A.I Audio Transcription
Smartphones, it seems like everyone has a mobile device tethered to their hands. The latest flagship smartphones from Samsung, OnePlus, and Apple are both powerful and stylish respectively and are at the top of their game.
Every year manufacturers floss the newest spec sheet in front of our faces as they launch the newest iteration of their high-end devices.
These high-end specs seemingly woo consumers who are all salivating for the latest and greatest piece of technology.
Take, for instance, the Galaxy S10 and its features:
- 6.10-inch Display
- 128GB storage
- 8GB of RAM
- Two 12MP front-facing cameras
- 16MP rear camera
These specs followed by a 3,400mAh battery running the latest version of Android at launch, all make for an incredible device.
Samsung certainly has a solid reputation for making some of the best mobile phones on Earth, and their track record is pretty consistent for the most part in this regard.
The same can be said for Apple, OnePlus, Huawei, Sony, HTC, Google, and others.
You may have a particular preference for one or more of the manufacturers mentioned above which may influence your buying decision, but at the end of the day, they all pretty much do the same thing.
In a recent video, YouTuber Nick Ackerman talked about this same topic that we are on.
It’s an argument that has been made before by various tech channels.
It all boils down the user experience.
How the software works seamlessly with the product (Apple), an entire feature list that would take months to explore (Samsung), a clean minimalist interface with advanced customization options (OnePlus)
Once you stop and think for a moment, it all makes sense. We are attracted to the platform that jives best with our workflow.
As Nick mentioned in his video, when was the last time you thought about how many gigs of ram, your phone has, or about the screen size?
Maybe for some of you, that thought might be at the forefront of your mind, but for the average consumer, it isn’t.
Phones from 2017 are still relevant and will perform all of the essential functions of today’s current smartphone lineups.
According to my memory, Apple was the first company to cross that $1K mark for a mainstream smartphone, and now it seems as if the rest of the top-end manufacturers are following suit.
OnePlus, which started as a disruptor a few years ago with their budget smartphone with flagship specs, are now into the premium side of things.
Let’s face it, $1K phones are here to stay.
Heck, $2K phones are on the horizon, take a look at the in-limbo Galaxy Fold and the Huawei Mate X for proof.
But to continue, a phone that makes you feel productive will probably be the one that you are attracted too.
You don’t even have to spend $1k on a device to get more-or-less the same experience as a flagship.
We see a surge in mid-range devices all offering the same or similar user experience at lower specs.
Mid-ranged and high-end smartphones all do the same basic functions.
- Take pictures
- Make phone calls
- Download apps.
Yes, the same apps can be downloaded on a $500 Android device as a $1,000 device.

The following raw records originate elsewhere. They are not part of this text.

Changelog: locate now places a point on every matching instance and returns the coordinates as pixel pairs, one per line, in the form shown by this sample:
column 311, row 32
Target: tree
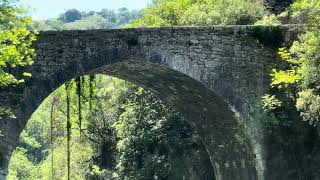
column 71, row 15
column 201, row 13
column 301, row 79
column 15, row 41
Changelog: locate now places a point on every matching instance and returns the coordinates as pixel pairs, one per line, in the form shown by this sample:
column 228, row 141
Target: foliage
column 74, row 19
column 124, row 119
column 270, row 102
column 201, row 13
column 15, row 41
column 71, row 15
column 271, row 20
column 301, row 78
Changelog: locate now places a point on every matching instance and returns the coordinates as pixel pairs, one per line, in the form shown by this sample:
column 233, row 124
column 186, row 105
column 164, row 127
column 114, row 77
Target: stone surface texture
column 212, row 76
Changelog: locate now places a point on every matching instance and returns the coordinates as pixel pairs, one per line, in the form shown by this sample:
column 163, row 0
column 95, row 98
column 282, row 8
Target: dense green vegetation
column 299, row 81
column 122, row 131
column 15, row 41
column 119, row 119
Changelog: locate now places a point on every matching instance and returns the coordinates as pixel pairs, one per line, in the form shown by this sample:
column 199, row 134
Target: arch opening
column 228, row 149
column 198, row 152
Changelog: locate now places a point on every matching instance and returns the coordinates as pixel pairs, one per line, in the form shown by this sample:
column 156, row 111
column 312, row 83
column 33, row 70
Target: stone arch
column 229, row 149
column 183, row 65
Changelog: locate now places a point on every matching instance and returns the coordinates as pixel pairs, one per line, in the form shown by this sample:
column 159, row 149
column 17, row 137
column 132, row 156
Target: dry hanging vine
column 79, row 83
column 68, row 128
column 51, row 135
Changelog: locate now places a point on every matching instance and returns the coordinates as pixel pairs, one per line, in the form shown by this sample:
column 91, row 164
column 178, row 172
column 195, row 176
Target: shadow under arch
column 229, row 149
column 222, row 135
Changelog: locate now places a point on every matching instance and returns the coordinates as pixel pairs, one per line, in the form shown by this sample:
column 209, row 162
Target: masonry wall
column 234, row 62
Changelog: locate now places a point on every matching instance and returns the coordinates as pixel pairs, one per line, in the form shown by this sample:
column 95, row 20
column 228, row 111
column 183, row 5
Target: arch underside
column 229, row 149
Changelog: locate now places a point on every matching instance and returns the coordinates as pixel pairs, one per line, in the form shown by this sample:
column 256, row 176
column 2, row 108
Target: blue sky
column 44, row 9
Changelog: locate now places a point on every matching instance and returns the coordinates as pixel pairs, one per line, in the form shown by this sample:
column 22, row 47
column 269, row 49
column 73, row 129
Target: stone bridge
column 212, row 76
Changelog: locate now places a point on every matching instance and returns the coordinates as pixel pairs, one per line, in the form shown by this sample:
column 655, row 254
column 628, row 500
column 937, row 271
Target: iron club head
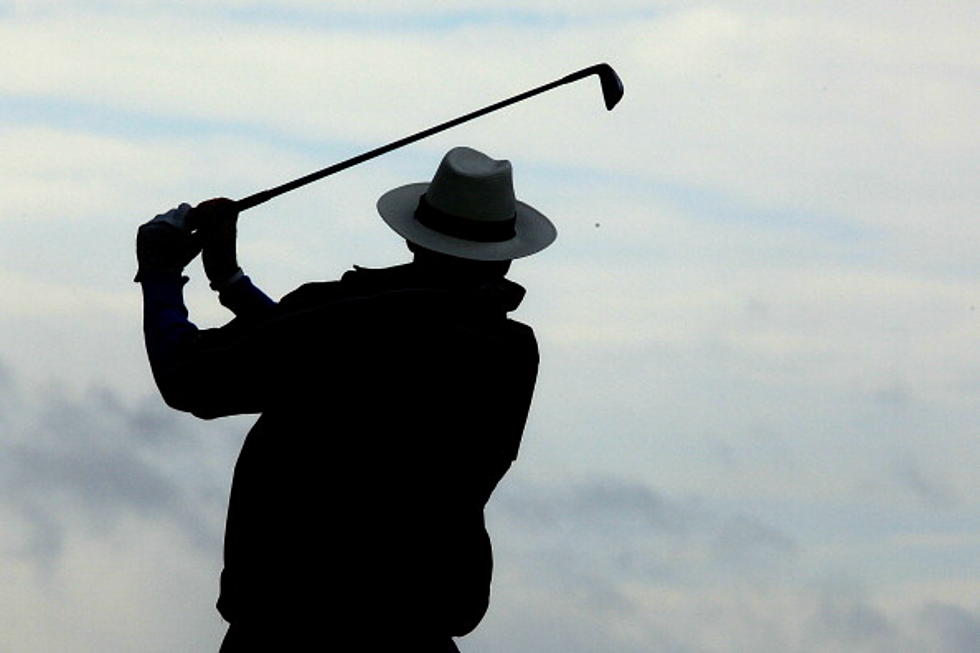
column 612, row 85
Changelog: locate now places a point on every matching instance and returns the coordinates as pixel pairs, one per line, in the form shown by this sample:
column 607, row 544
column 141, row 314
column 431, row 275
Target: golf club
column 612, row 92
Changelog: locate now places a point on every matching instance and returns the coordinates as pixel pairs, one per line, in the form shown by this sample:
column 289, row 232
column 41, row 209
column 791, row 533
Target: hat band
column 483, row 231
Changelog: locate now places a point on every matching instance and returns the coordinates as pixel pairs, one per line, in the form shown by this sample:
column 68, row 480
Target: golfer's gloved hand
column 216, row 222
column 165, row 245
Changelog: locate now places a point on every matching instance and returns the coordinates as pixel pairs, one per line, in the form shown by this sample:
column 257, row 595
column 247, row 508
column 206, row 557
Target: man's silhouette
column 392, row 402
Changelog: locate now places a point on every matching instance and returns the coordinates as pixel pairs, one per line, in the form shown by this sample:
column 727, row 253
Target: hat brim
column 534, row 231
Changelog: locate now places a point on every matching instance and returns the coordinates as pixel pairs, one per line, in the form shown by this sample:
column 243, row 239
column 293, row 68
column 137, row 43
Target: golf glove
column 216, row 222
column 165, row 245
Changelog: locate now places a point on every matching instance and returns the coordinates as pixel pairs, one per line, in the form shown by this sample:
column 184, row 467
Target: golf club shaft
column 262, row 196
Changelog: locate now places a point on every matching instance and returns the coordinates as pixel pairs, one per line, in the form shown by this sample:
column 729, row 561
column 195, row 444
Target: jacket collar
column 498, row 294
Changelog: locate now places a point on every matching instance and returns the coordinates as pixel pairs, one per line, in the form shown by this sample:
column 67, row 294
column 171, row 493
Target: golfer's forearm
column 245, row 299
column 166, row 331
column 200, row 372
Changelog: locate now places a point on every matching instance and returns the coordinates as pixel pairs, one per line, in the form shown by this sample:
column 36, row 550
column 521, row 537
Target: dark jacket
column 391, row 405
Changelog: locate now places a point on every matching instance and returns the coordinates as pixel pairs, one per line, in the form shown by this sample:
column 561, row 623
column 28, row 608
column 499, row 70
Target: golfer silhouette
column 392, row 402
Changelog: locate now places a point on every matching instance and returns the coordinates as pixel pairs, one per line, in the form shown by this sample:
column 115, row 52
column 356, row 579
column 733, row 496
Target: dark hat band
column 483, row 231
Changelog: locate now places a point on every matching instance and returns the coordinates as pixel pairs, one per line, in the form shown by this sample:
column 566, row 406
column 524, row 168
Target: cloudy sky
column 756, row 422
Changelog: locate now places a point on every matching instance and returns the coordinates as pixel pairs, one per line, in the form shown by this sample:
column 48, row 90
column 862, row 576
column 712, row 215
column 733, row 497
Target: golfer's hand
column 165, row 245
column 216, row 222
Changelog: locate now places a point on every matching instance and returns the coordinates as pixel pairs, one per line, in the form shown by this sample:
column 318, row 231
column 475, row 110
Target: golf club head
column 612, row 85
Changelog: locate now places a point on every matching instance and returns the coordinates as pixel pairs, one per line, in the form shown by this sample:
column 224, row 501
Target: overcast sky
column 756, row 422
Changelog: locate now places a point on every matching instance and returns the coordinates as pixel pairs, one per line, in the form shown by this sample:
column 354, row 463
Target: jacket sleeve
column 211, row 372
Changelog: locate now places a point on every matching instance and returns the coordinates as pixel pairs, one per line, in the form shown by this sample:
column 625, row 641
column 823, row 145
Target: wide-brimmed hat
column 468, row 210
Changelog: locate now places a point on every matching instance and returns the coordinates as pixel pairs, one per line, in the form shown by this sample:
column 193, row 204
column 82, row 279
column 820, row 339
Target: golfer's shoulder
column 311, row 295
column 521, row 337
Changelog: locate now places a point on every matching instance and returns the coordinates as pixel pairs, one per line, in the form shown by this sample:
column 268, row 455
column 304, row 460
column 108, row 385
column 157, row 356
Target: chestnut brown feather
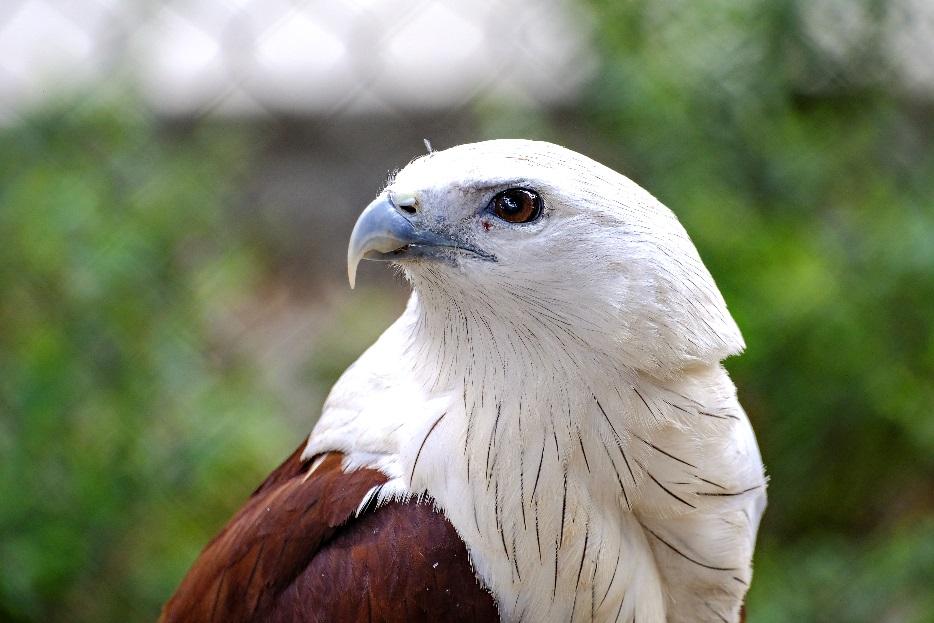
column 296, row 552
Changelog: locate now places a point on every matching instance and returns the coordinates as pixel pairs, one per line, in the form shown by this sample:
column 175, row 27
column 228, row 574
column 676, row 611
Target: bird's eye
column 517, row 205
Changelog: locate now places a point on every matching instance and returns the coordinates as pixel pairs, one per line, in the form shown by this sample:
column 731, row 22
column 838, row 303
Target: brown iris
column 517, row 205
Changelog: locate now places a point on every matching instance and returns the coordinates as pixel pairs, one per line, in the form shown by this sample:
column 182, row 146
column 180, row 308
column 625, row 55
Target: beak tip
column 352, row 272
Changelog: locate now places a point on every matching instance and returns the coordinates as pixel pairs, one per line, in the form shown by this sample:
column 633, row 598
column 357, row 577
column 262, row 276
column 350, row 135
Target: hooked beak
column 384, row 234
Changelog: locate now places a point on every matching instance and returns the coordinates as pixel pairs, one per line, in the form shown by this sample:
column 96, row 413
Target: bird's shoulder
column 298, row 551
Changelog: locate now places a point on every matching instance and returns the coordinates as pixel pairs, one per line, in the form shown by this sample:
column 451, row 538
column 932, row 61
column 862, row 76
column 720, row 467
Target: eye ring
column 517, row 205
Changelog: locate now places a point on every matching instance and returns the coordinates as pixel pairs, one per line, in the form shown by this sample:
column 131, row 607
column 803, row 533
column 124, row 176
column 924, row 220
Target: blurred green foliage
column 807, row 182
column 131, row 425
column 124, row 415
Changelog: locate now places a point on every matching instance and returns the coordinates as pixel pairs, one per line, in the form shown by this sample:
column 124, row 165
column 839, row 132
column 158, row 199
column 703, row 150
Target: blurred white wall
column 251, row 57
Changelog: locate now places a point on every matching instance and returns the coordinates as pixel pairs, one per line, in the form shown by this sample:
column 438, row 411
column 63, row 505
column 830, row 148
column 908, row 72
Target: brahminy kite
column 545, row 434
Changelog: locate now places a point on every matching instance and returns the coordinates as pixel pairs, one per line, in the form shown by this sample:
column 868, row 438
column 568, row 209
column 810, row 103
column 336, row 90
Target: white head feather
column 563, row 405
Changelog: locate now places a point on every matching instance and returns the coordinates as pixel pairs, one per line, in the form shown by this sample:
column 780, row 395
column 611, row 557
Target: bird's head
column 531, row 234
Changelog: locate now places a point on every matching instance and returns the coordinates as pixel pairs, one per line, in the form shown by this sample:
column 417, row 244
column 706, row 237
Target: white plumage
column 563, row 405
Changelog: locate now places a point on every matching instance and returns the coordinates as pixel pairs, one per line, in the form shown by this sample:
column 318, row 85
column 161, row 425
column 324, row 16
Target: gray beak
column 384, row 233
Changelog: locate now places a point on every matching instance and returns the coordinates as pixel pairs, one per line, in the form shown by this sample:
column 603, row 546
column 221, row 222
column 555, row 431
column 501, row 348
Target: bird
column 546, row 433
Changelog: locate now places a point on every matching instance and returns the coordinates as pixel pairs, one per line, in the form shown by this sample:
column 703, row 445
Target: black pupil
column 517, row 206
column 512, row 204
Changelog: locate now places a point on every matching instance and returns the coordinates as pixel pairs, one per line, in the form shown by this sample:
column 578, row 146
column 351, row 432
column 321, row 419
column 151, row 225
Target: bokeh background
column 178, row 181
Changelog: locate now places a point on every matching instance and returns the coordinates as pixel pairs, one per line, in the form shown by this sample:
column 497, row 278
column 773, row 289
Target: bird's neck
column 540, row 448
column 531, row 460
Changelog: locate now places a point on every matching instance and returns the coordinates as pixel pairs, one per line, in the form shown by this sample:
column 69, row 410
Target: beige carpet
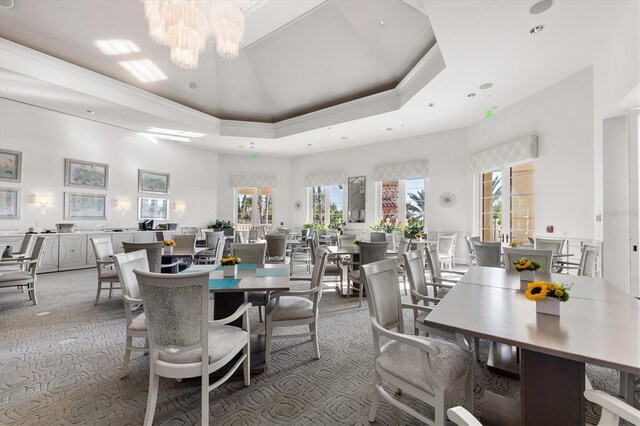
column 60, row 364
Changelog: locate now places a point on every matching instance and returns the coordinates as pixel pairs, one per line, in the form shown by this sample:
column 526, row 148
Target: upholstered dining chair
column 24, row 277
column 429, row 369
column 183, row 342
column 103, row 251
column 136, row 327
column 296, row 308
column 543, row 257
column 369, row 252
column 487, row 253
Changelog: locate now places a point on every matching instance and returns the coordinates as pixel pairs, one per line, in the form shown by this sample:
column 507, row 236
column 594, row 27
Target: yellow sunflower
column 537, row 290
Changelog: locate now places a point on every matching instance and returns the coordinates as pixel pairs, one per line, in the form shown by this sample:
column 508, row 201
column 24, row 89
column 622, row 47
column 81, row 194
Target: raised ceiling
column 322, row 54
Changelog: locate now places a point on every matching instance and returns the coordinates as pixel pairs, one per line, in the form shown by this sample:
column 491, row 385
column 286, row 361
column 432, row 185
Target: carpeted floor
column 61, row 364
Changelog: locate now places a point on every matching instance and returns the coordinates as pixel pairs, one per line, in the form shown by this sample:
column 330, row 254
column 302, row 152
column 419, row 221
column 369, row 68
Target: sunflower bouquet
column 541, row 290
column 524, row 264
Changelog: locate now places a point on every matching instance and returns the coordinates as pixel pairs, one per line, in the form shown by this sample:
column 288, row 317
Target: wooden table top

Since we hardly use our phones to make phone calls, texting and emailing are essential functions that any modern smartphone can perform regardless of pricing.
The main difference and deal-breaker for some is the inclusion of a quality camera with all the bells and whistles.
But then again, a Samsung Galaxy S9 will take an amazing shot in the right lighting conditions, as the S10.
The iPhone X and the iPhone XS both take fantastic shots.
And yes, newer versions of each smartphone will have slightly upgraded hardware and more powerful internals over the previous generation.
But do these incremental spec updates, warrant a hardware upgrade every year?
Again, for the average consumer, not likely.
At this stage of the game, if you bought a flagship smartphone this year or last, most likely you won’t need to upgrade for the next couple of years.
Phones are so powerful now that upgrading your device based on the latest specs, don’t present much value to you.
So while specs do matter to a point, it’s highly unlikely that in your day-to-day use you will utilize all of that RAM, or take full advantage of that crispy QHD screen.
While great specs are essential, don’t let that be your deciding factor in choosing your next phone.
Think about the user experience that fits your lifestyle, and whether you can live with this device for the next two years or more.